Mount Madonna Forest Health Plan

Santa Clara County Parks developed a comprehensive Forest Health Plan (FHP) for the 4,605-acre Mount Madonna Park. The FHP was developed in response to two major tree die-off events near the summit of Mount Madonna in 2002 and 2012. The Mount Madonna Forest Health Plan identifies forest health projects to increase forest resiliency to drought, disease, pests, wildfire, and climate change. The FHP promotes adaptive management strategies in response to evolving forest threats and provides a framework for long term management. This approach to land stewardship will ensure continued public use of the park and its recreational activities for future generations. 

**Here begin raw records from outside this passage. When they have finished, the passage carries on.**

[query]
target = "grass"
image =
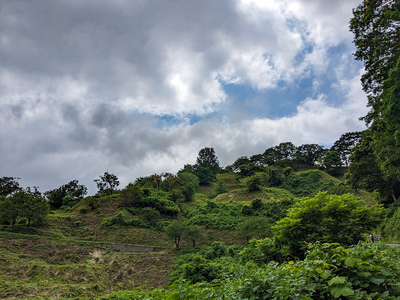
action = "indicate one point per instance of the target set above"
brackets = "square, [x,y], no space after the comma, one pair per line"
[64,258]
[32,267]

The Mount Madonna Forest Health Plan identifies six categories that the forest health projects fall under: fuels reduction, meadow restoration, redwood restoration, invasive species removal, treatment of pathogen affected areas, and prescribed fire. 

The Forest Health Projects include:

    The Fuels Reduction Project is the first project phase to be implemented from the Forest Health Plan. The objective of the Fuel Reduction Project is to reduce wildfire potential and improve driver safety in case of fire. The Project involves hazardous fuel reduction and the creation of a shaded fuel break along Pole Line Road. Learn more about the Fuel Reduction Project by following the link below.

    Funding for this project provided by the California Department of Forestry and Fire Protection as part of the California Climate Investments Program.

    The Meadow Restoration Project is designed to restore meadows that are being encroached by brush and invasive plants in order to allow native grasses and wildflowers to grow freely.  This work involves cutting coyote brush with hand tools and piling for future pile burning. Meadows may also be broadcast burned to reduce competition from non-native grasses. See Prescribed Fire for more information.

    Work began on this project December, 2021.  Closures are not expected during cutting and piling work. Meadow trail may be temporarily closed during prescribed fire operations. Advance notice will be posted at affected locations within the park.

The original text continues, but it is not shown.